Malaysia Airports Holdings - 1H18 Within Expectations

Date: 29/08/2018

Source  :  KENANGA
Stock  :  AIRPORT       Price Target  :  8.60      |      Price Call  :  SELL
        Last Price  :  4.91      |      Upside/Downside  :  +3.69 (75.15%)

1H18 CNP of RM215.6m is in line with our/consensus full- year estimates at 54%/49%, respectively. A 5.0 sen dividend was declared, short of our full-year expectations of 14.0 sen. No changes to FY18/19E earnings. Maintain UP with unchanged TP of RM8.60 on PBV of 1.72x.

In line. 1H18 CNP of RM215.6m came in within our/consensus forecasts accounting for 54%/49% of full-year estimates, respectively. A 5.0 sen dividend was declared as expected, below our full-year expectations of 14.0 sen. Note that we derived our CNP of RM215.6m after excluding the gains in disposal of GMR Male (RM28.2m) and GMR Hyderabad (RM258.4m).

Result highlights. 1H18 CNP of RM215.6m improved 120%, YoY backed by revenue growth (+8%) coupled with improvements in operating margins (+4ppt). The revenue growth is driven by encouraging passenger traffic growth, especially international traffic and lower staff cost, which subsequently improved its operating margin. QoQ, 2Q18 CNP was down by 50% attributable to several factors, i.e. (i) weaker revenue (-5%) arising from lower international traffic coupled with the adjustment in MARCS PSC, (ii) lower contribution from its retail and commercial revenue, and (iii) compression in operating margins (- 4ppt) and spike in tax (+40%).

Highlight of the briefing would be the development over stake sale of ISG. However, management maintained their stance that they are still looking out for a strategic stake partner that could value-add to their Turkey business, i.e. extension of concession or enhance traffic growth with no commitment on timeline of the potential divestment.

Outlook. While AIRPORT’s performance is commendable, we believe there is a lot more to be done given that management is working relentlessly to meet MAVCOM’s QoS (Quality of Service) framework, which is expected to be rolled out in stages. To recap, management have planned CAPEX of RM600-700m over 2-3 years to upgrade their infrastructure to meet or exceed QoS requirement. That said, we are also anticipating the study on new PSC charges from MAVCOM which could be favourable or detrimental to AIRPORT’s prospects.

Earnings maintained. Post results, no changes to our FY18-19E earnings.

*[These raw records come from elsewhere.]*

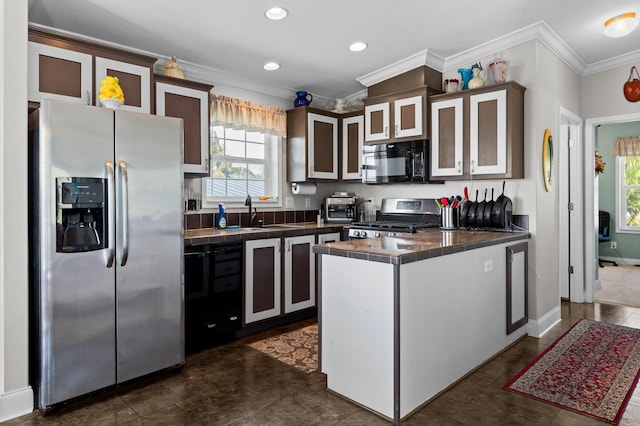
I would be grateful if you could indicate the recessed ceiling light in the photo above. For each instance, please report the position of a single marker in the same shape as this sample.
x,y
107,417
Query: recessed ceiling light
x,y
620,25
271,66
276,13
358,46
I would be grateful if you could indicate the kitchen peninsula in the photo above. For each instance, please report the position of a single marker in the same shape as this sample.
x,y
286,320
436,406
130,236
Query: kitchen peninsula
x,y
403,318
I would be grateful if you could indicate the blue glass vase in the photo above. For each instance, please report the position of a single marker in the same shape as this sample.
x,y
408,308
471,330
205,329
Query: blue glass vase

Maintain UP with unchanged TP of RM8.60. Our TP is based on unchanged PBV of 1.72x PBV pegged at +0.5SD to its 2-year average. We think our applied +0.5SD level is reasonable given the recovery of passenger traffic at Turkey on the back of ISG’s terminal capacity expansion by 2H18. While we believe that there is great potential in AIRPORT, we do not see any near-term catalyst pending clarity and direction from MAVCOM on the on-going developments i.e. new PSC charges, and RAB model, which could potentially prompt us to upgrade our valuation and recommendation.

Risks to our call include: (i) higher-than-expected passenger growth, and (ii) sharp swing in forex MYR/EUR.